The patient was initially suspected to have IMNM. However, rather low CK levels and very high CRP levels were not compatible with this condition, as IMNM patients typically have only slightly or moderately elevated CRP, and typical CK values rise to several thousand IU/l (Table 1). Furthermore, she did not have myositis-associated or myositis-specific antibodies that are present in 80% of patients with IMNM [10]. Moreover, her symptoms resolved spontaneously during 2 weeks, which led us to consider alternative diagnoses. However, the MRI and biopsy findings could have been compatible with seronegative IMNM. In the muscle biopsy, we detected immunohistochemical expression of complement C5b-9 MAC in capillaries and necrotic myofibers. The expression of C5b-9 MAC is used as diagnostic support in dermatomyositis as well as in other immune-mediated inflammatory myopathies [11]. However, the capillary C5b-9 MAC reactivity has been shown to be present also in non-inflammatory muscle biopsies of diabetic patients with microvascular sclerosis [12].
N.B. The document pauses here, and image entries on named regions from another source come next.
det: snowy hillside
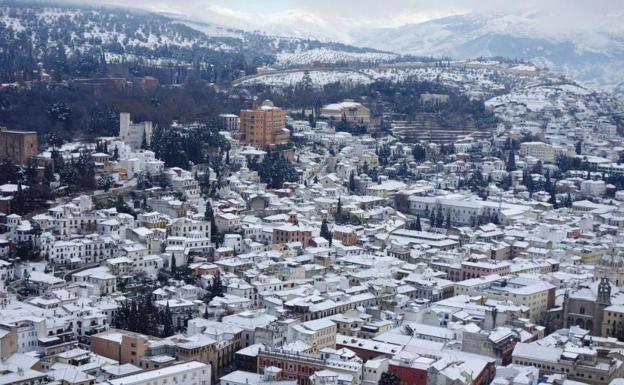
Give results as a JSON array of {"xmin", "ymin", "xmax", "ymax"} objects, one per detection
[
  {"xmin": 352, "ymin": 14, "xmax": 624, "ymax": 88},
  {"xmin": 277, "ymin": 48, "xmax": 399, "ymax": 66},
  {"xmin": 0, "ymin": 2, "xmax": 397, "ymax": 82},
  {"xmin": 234, "ymin": 70, "xmax": 372, "ymax": 88}
]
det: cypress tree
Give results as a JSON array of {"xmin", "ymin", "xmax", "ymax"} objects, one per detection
[{"xmin": 171, "ymin": 255, "xmax": 178, "ymax": 278}]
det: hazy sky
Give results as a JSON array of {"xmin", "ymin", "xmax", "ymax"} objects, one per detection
[{"xmin": 81, "ymin": 0, "xmax": 624, "ymax": 41}]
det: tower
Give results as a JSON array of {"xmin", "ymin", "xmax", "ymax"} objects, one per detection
[
  {"xmin": 593, "ymin": 277, "xmax": 611, "ymax": 336},
  {"xmin": 596, "ymin": 277, "xmax": 611, "ymax": 307}
]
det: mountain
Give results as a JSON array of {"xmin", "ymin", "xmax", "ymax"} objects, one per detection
[
  {"xmin": 351, "ymin": 13, "xmax": 624, "ymax": 88},
  {"xmin": 0, "ymin": 1, "xmax": 397, "ymax": 83}
]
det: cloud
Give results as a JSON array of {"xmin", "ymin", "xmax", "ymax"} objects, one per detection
[{"xmin": 68, "ymin": 0, "xmax": 624, "ymax": 42}]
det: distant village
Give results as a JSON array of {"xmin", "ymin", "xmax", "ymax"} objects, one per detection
[{"xmin": 0, "ymin": 70, "xmax": 624, "ymax": 385}]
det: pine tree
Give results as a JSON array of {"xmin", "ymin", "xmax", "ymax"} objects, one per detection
[
  {"xmin": 436, "ymin": 207, "xmax": 444, "ymax": 229},
  {"xmin": 349, "ymin": 171, "xmax": 355, "ymax": 192},
  {"xmin": 161, "ymin": 302, "xmax": 174, "ymax": 337},
  {"xmin": 320, "ymin": 219, "xmax": 330, "ymax": 240},
  {"xmin": 378, "ymin": 372, "xmax": 401, "ymax": 385},
  {"xmin": 141, "ymin": 130, "xmax": 149, "ymax": 150},
  {"xmin": 171, "ymin": 255, "xmax": 178, "ymax": 278},
  {"xmin": 507, "ymin": 151, "xmax": 516, "ymax": 172}
]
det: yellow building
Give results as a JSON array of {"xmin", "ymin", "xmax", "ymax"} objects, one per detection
[
  {"xmin": 602, "ymin": 305, "xmax": 624, "ymax": 339},
  {"xmin": 240, "ymin": 100, "xmax": 290, "ymax": 149}
]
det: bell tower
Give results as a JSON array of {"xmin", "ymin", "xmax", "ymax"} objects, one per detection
[
  {"xmin": 596, "ymin": 277, "xmax": 611, "ymax": 307},
  {"xmin": 593, "ymin": 277, "xmax": 611, "ymax": 336}
]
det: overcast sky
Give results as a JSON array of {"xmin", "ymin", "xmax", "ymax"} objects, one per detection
[{"xmin": 79, "ymin": 0, "xmax": 624, "ymax": 41}]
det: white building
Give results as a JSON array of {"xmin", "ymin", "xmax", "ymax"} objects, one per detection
[
  {"xmin": 119, "ymin": 112, "xmax": 152, "ymax": 149},
  {"xmin": 109, "ymin": 361, "xmax": 211, "ymax": 385}
]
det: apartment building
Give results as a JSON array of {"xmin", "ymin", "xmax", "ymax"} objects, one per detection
[
  {"xmin": 520, "ymin": 142, "xmax": 555, "ymax": 163},
  {"xmin": 119, "ymin": 112, "xmax": 153, "ymax": 150},
  {"xmin": 0, "ymin": 128, "xmax": 37, "ymax": 164},
  {"xmin": 108, "ymin": 361, "xmax": 211, "ymax": 385},
  {"xmin": 321, "ymin": 99, "xmax": 370, "ymax": 126},
  {"xmin": 512, "ymin": 343, "xmax": 622, "ymax": 385},
  {"xmin": 290, "ymin": 318, "xmax": 337, "ymax": 353},
  {"xmin": 240, "ymin": 100, "xmax": 290, "ymax": 149}
]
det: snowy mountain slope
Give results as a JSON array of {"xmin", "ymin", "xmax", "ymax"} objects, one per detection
[
  {"xmin": 352, "ymin": 14, "xmax": 624, "ymax": 87},
  {"xmin": 0, "ymin": 1, "xmax": 396, "ymax": 82}
]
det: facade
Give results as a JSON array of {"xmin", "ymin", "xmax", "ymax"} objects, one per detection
[
  {"xmin": 520, "ymin": 142, "xmax": 555, "ymax": 163},
  {"xmin": 513, "ymin": 343, "xmax": 622, "ymax": 385},
  {"xmin": 0, "ymin": 128, "xmax": 38, "ymax": 164},
  {"xmin": 219, "ymin": 114, "xmax": 240, "ymax": 131},
  {"xmin": 119, "ymin": 112, "xmax": 153, "ymax": 150},
  {"xmin": 273, "ymin": 225, "xmax": 312, "ymax": 247},
  {"xmin": 240, "ymin": 100, "xmax": 290, "ymax": 149},
  {"xmin": 563, "ymin": 277, "xmax": 613, "ymax": 336},
  {"xmin": 109, "ymin": 361, "xmax": 211, "ymax": 385},
  {"xmin": 321, "ymin": 100, "xmax": 370, "ymax": 126}
]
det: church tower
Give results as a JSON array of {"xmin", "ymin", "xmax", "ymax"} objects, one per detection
[
  {"xmin": 593, "ymin": 277, "xmax": 611, "ymax": 336},
  {"xmin": 596, "ymin": 277, "xmax": 611, "ymax": 307}
]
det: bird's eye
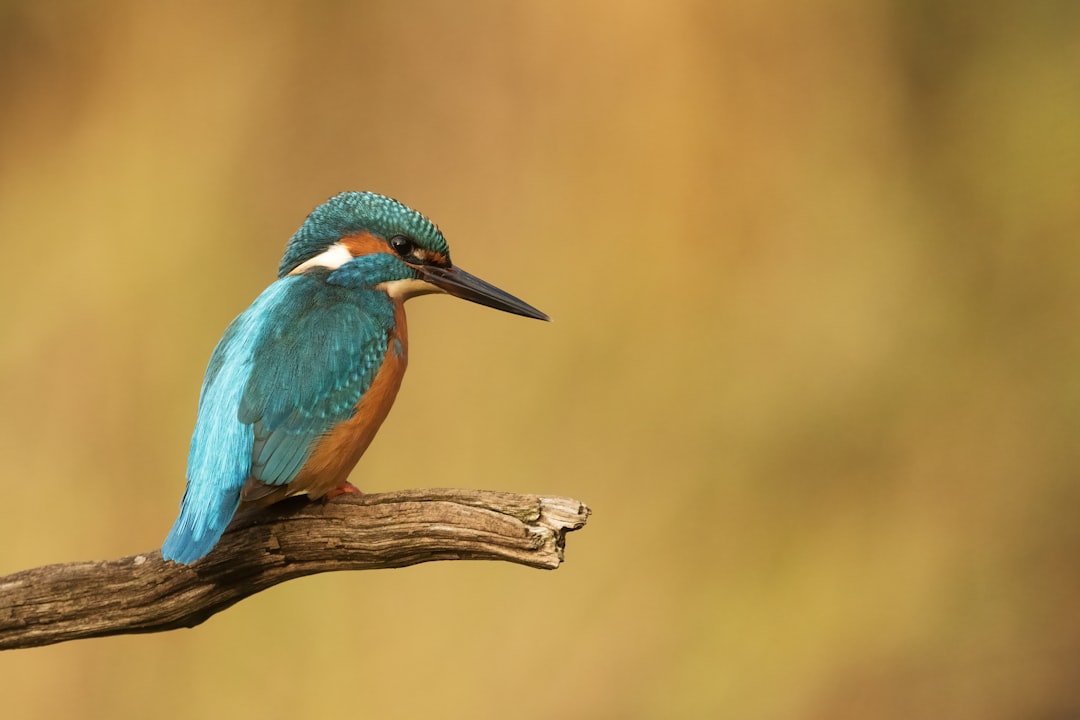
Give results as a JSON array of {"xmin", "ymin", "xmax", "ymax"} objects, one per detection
[{"xmin": 390, "ymin": 235, "xmax": 416, "ymax": 258}]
Diabetic myonecrosis reoccurs in 40–50%, mostly in another muscle group within 6 months of the initial diagnosis, as happened also in our patient [2, 3]. We also considered the possibility that the reoccurrence was caused by re-infection, but diabetic myonecrosis was deemed more likely, given the milder course and the involvement of new muscle groups. Of note, the possibility of carnitine palmitoyltransferase II deficiency, and autosomal recessive disorder and a cause of recurrent rhabdomyolysis, was considered, but no genetic testing was done due to the patient’s low CK levels and high age of onset.

The main strength in the management of this case was the continuous collaboration between doctors from internal medicine subspecialties, radiologists, and pathologists.

An additional learning point is that, against all odds, our case presented with two co-occurring rare muscle diseases. Neither diabetic myonecrosis nor pyomyositis explained all clinical symptoms and findings alone. In cases of atypical clinical presentation, misdiagnosis is always a reasonable concern, but two or more coexisting pathologies can also cause unusual clinical patterns.

Conclusion

Identifying the etiology of necrotizing myopathy may be challenging and requires a multidisciplinary assessment of internists, pathologists, and radiologists. Moreover, the presence of two rare conditions concomitantly is possible in cases with atypical features.